Cadila Healthcare said that Windlas Healthcare has a robust manufacturing infrastructure with USFDA inspected oral solids manufacturing facility.
New Delhi: Drug firm Cadila Healthcare said it will acquire 51 percent stake in Windlass Healthcare for Rs 155.55 crore.
The deal does not constitute related party transaction, the company said in a BSE filing.
“Objective of this investment is to expand pharma manufacturing footprint,” Cadila said.
As per the filing, the company has entered into an agreement to acquire a 51 percent share capital of Windlass Healthcare Pvt Ltd.
The cost of acquisition is Rs 155.55 crore and it will be completed by end of September 2018, it added.
Sharvil Patel, Managing Director, Cadila Healthcare told the Hindu, “We see this as an opportunity to ramp up our operations and increase our product offerings. Windlas Healthcare’s cost-efficient manufacturing infrastructure and technical competence to develop a competitive product pipeline will be a great asset for us.”
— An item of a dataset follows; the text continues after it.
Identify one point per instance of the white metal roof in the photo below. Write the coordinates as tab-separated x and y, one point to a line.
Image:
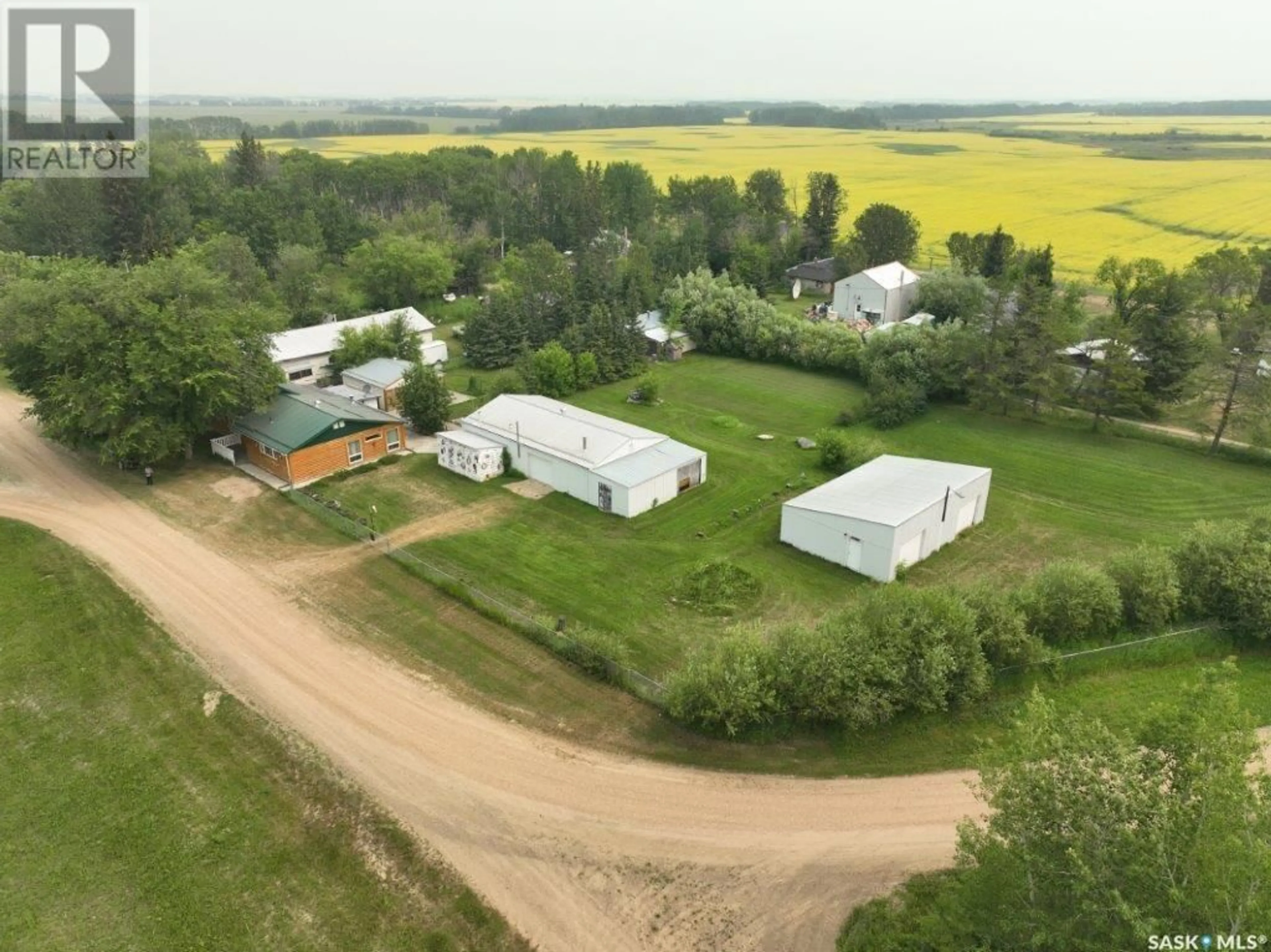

In a stock exchange filing, Cadila Healthcare said that Windlas Healthcare has a robust manufacturing infrastructure with USFDA inspected oral solids manufacturing facility.
“Windlas Healthcare also has a dedicated research and development (R&D) facility for formulations development and has developed four first-to-file ANDAs in the last two years. The strategic deal allows Cadila Healthcare to expand its existing manufacturing base,” the company said.
Windlass Healthcare Limited (WHC), promoted by Shri Ashok Windlass and his sons, Hitesh Windlass and Manoj Windlass, was established in 2008 with the vision of establishing an excellent manufacturing facility that caters primarily to regulated markets resulted in Windlass Healthcare with its corporate headquarters in Gurgaon.
In the span of just five years, the company completed USFDA audit, stated the company’s website. By 2014 climbing the ladder of success further, the company had developed and filed four Abbreviated New Drug Applications (ANDA’s) in the US. Three of these were the FTF opportunities (First to file) with a possibility of a day-1 launch and 180 days exclusivity.